Dr Rashmi Sharma, Associate Professor of Community Medicine Department at Gujarat Medical Education and Research Society (GMERS) Sola in Ahmedabad, also warns that the greater the spread of infection, the greater the opportunity to mutate, leading to new variants.
Dr Atul Patel, an infectious disease specialist in Ahmedabad, and Dr Pranay Shah, Dean at BJ Medical College and a microbiology professor, also suggested that the immune response, in particular T-cell immunity, should be studied to better understand the impact of vaccines on the body and in the context of the evolving variants to understand cases of reinfections.
“Ideally, every state should have a research laboratory to study this and answer these questions, but we don’t. We have also been discussing this in the state immunisation task force, but we don’t have answers to these. For instance, if we vaccinate 100 people and we find 60 people develop T-cell immunity, it is reassuring. But there is no such study,” Dr Patel said.
While there is lack of concrete evidence of whether the latest surge is due to newer variants, infectious disease and community medicine experts have called for a “systematic study” on the secondary attack rate of the present infections as well as “rapid genome sequencing”, with some even suggesting geographical categorisation of prevalence.
Dr Rakesh Joshi, Additional Medical Superintendent at Ahmedabad Civil Hospital’s Covid-19 unit and pediatric and neonatal surgeon at Ahmedabad Civil Hospital, said masks, vaccination, and a curb on all social gatherings and non-essential movement is the only way out.
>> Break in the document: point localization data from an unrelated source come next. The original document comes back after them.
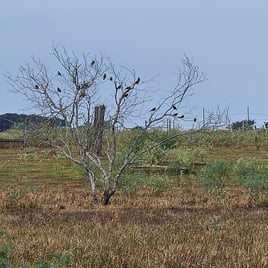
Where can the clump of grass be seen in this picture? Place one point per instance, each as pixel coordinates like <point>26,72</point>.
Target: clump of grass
<point>131,183</point>
<point>253,176</point>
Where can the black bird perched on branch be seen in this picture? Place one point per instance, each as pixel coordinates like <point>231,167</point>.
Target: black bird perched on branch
<point>138,81</point>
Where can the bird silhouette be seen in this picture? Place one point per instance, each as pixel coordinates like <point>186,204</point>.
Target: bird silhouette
<point>118,87</point>
<point>138,81</point>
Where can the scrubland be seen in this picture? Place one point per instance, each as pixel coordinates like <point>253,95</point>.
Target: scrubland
<point>190,215</point>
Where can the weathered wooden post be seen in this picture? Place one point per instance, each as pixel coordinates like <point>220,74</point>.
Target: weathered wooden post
<point>98,128</point>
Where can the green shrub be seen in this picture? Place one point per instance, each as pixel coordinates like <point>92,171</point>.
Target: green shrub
<point>252,176</point>
<point>215,176</point>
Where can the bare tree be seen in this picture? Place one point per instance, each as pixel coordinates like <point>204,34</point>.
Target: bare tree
<point>81,83</point>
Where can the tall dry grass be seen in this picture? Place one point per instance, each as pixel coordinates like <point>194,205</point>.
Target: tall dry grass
<point>181,227</point>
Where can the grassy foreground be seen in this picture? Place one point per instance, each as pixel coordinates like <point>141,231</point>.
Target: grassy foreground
<point>47,219</point>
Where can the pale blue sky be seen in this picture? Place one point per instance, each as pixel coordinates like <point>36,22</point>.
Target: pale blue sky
<point>227,39</point>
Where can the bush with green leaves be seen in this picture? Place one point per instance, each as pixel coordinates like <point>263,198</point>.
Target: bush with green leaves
<point>252,176</point>
<point>215,176</point>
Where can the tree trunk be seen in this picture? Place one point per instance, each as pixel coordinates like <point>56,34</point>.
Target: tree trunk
<point>98,128</point>
<point>106,196</point>
<point>93,186</point>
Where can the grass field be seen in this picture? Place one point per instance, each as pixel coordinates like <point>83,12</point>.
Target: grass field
<point>154,220</point>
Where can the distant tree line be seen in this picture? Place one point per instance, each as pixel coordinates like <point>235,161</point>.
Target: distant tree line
<point>10,120</point>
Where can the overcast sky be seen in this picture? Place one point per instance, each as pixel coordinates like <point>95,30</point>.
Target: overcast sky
<point>227,39</point>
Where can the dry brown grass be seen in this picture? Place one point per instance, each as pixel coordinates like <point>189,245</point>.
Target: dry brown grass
<point>180,227</point>
<point>183,227</point>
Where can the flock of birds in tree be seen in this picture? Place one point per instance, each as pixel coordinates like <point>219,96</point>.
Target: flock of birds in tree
<point>125,94</point>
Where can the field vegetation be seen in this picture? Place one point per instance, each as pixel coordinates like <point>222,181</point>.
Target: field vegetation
<point>198,200</point>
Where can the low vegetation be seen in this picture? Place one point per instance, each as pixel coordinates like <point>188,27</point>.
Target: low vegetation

Dr Joshi suggested a ‘cocoon vaccination strategy’, where those around ineligible candidates — like children, pregnant and lactating women, are vaccinated.
Experts in Gujarat have emphasised that “any unusual symptom should be taken as high index of suspicion for Covid-19”, and a doctor must be consulted.
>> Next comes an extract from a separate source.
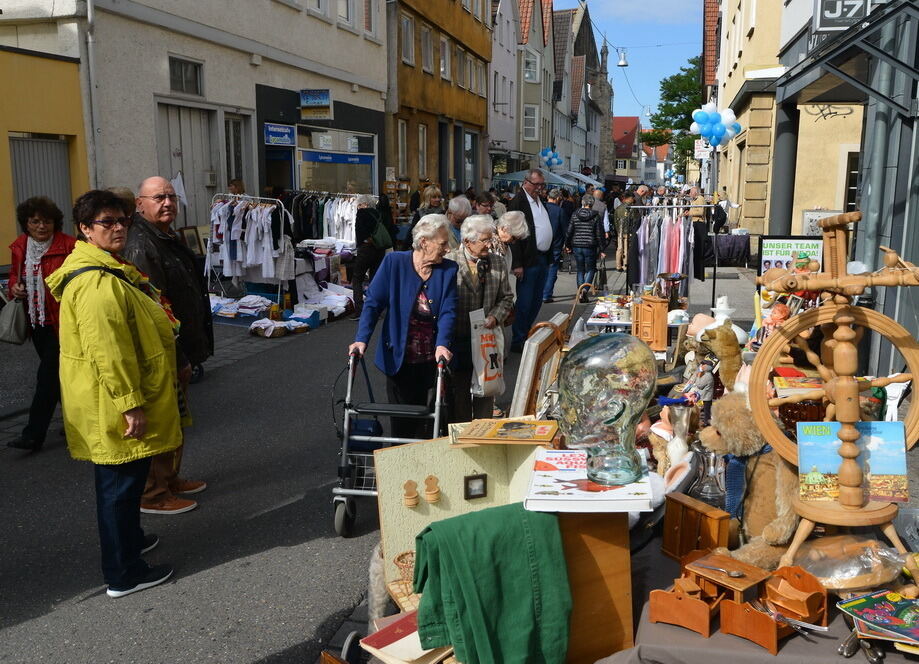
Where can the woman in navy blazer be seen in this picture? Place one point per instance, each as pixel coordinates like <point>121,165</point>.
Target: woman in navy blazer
<point>418,288</point>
Dr Rashmi Sharma said, “Earlier respiratory symptoms were predominant, but now there are changes with gastrointestinal symptoms, eye symptoms like conjunctivitis, and weakness. Nothing should be ignored as early diagnosis and treatment can change the outcome of disease.”
The Surat Municipal Corporation (SMC) has warned of new symptoms for Covid-19, which are being observed during the second wave of infections. These symptoms include abdominal pain and diarrhoea, high-grade fever, and weakness.
Doctors have also warned that in some cases, usual symptoms of fever and dry cough may be absent, which was otherwise considered the first signs of Covid-19.
In some cases, as several Ahmedabad-based doctors attested, despite symptoms, RT-PCR tests came back negative and a subsequent chest scan revealed severe lung damage.
SMC has also notified that a faster transmission rate has been observed as well as a faster bodily response wherein the virus is affecting the lungs sooner, leading to the set-in of pneumonia in a matter of couple of days, which would otherwise take six to seven days to set-in.
Joint pain, weakness and a loss of appetite can also be indicative of pneumonia, caused by C0vid-19, highlights an SMC advisory.